В Мельбурне пастух отыскал нескольких докторов, которые решили, что лечить больного уже поздно, и посоветовали ему заняться завещанием.
От докторов Ли Льюис пошел прямиком в одну из пивной: он собирался спустить деньги на выпивку, а там – хоть пулю в лоб. Вид у пастуха был такой несчастный, что рыжая ирландская барменша не удержалась и заговорила с Ли; в ответ он рассказал ей свою незавидную историю. Девушка посоветовала ему немедленно обратиться к Джеймсу Кимберлину и так расхвалила доктора, что у Ли Льюиса вновь появилась надежда, он забыл о самоубийстве, отставил свой стакан и отправился просить помощи у знаменитого врача.
Итак, он приходит, представляется, рассказывает о своем недуге.

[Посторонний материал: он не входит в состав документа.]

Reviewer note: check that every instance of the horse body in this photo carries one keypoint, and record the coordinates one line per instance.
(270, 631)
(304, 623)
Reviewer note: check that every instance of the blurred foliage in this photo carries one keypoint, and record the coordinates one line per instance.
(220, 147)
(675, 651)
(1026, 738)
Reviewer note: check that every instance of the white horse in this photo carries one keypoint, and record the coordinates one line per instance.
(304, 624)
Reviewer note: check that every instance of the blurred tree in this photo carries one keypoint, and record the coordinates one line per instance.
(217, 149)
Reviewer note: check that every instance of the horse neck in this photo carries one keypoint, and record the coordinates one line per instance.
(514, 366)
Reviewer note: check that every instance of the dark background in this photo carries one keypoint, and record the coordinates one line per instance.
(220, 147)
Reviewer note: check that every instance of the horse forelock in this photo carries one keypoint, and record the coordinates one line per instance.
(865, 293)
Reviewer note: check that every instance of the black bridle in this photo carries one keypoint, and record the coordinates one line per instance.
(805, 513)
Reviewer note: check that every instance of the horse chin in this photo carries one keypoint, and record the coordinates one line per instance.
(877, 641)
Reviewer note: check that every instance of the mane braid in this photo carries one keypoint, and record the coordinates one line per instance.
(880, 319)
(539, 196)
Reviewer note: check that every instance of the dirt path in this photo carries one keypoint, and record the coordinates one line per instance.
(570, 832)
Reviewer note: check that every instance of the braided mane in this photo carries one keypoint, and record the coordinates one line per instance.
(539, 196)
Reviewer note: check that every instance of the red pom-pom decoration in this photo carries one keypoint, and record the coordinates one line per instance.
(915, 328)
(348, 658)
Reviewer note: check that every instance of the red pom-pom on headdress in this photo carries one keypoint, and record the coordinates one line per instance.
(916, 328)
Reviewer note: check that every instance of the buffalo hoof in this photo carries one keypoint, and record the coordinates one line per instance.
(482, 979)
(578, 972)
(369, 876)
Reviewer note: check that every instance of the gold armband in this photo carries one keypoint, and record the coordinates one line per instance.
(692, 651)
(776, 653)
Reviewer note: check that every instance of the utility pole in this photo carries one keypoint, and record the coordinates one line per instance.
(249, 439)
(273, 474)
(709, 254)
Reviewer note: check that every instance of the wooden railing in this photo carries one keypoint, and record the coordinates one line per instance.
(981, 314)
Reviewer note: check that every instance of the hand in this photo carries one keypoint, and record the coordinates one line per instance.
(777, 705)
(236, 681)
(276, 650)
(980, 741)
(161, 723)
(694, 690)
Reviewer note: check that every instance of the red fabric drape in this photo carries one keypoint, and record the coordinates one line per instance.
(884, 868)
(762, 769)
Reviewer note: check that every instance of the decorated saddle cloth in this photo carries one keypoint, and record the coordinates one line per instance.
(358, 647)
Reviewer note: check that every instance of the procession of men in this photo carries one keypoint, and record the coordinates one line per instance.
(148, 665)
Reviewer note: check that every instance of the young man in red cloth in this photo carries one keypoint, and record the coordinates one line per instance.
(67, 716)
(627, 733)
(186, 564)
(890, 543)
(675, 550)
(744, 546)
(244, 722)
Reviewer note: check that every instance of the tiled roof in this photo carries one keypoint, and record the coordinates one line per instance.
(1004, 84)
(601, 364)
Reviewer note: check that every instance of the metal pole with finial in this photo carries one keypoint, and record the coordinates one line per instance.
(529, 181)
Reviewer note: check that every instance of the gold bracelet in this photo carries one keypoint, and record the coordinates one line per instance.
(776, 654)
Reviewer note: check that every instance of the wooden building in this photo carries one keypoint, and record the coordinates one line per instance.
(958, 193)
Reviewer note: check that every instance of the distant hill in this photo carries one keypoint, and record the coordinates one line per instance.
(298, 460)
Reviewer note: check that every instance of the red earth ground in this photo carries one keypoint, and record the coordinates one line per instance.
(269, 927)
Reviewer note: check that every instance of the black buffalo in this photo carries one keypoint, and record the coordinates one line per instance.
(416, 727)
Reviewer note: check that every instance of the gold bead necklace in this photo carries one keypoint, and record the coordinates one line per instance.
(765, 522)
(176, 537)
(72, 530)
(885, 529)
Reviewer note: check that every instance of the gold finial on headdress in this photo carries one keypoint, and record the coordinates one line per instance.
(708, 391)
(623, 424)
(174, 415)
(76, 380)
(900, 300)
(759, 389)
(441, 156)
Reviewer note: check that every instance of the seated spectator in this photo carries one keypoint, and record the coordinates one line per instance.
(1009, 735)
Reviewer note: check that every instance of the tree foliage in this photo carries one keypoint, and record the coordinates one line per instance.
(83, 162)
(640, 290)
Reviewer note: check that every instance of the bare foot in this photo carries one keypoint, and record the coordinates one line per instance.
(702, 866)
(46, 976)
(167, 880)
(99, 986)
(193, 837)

Врач его осматривает и холодно заявляет, что ничего не может сделать.
Ли Льюис настаивает.
– Умоляю, доктор, не бросайте меня, – говорит он, – ваш отказ равнозначен смертному приговору.
Джеймс Кимберлин смотрит на него и чувствует огромную жалость к этому бедняге.
«К чему лишать его надежды? – думает он. – Все равно умрет, но хотя бы думая, что поправляется».
– Ладно! – говорит он. – Пейте оранжад, чем больше – тем лучше.
После этого разговора Ли Льюис удалился со спокойным сердцем, а доктор Кимберлин, уверенный в том, что больному осталось жить недолго, забыл о злосчастном визитере.
Тем временем больной последовал совету и стал регулярно пить оранжад. Он пил его утром и вечером на протяжении года до тех пор, пока совсем не поправился и не набрал прежний вес.
Собравшись домой, в свою глушь, где он всегда пас баранов, Ли Льюис решил напоследок навестить и поблагодарить своего спасителя.
Пастух преподнес Кимберлину дорогой подарок. Доктор же с трудом мог узнать пациента. Он не понимал, что послужило причиной столь чудесного исцеления.
В конце концов ему не осталось другого выхода, кроме как поверить в действие прописанного больному оранжада; сгорая от любопытства, Кимберлин отвел Ли Льюиса в свой кабинет, где, поддавшись профессиональному безумию, схватил револьвер, прострелил бедняге череп и сделал вскрытие, пытаясь найти очаг болезни, которую не мог диагностировать ни один из его коллег и которую он сам поборол случайно.
Придя в себя, доктор ужаснулся своей безумной выходке, покинул город и несколько дней скитался, до тех пор, пока полиция, узнавшая о его внезапном исчезновении, не нашла труп, а затем и самого убийцу – Кимберлин был арестован в том обычном для Австралии лесу, таком густом, что деревья не дают тени, и как раз тогда, когда собирался покончить с собой.
Джеймс Кимберлин напрасно старался объяснить судьям, что действовал в невменяемом состоянии. Он был осужден и жизнью поплатился за странное убийство, продиктованное не криминальными наклонностями, но буйством пытливого ума.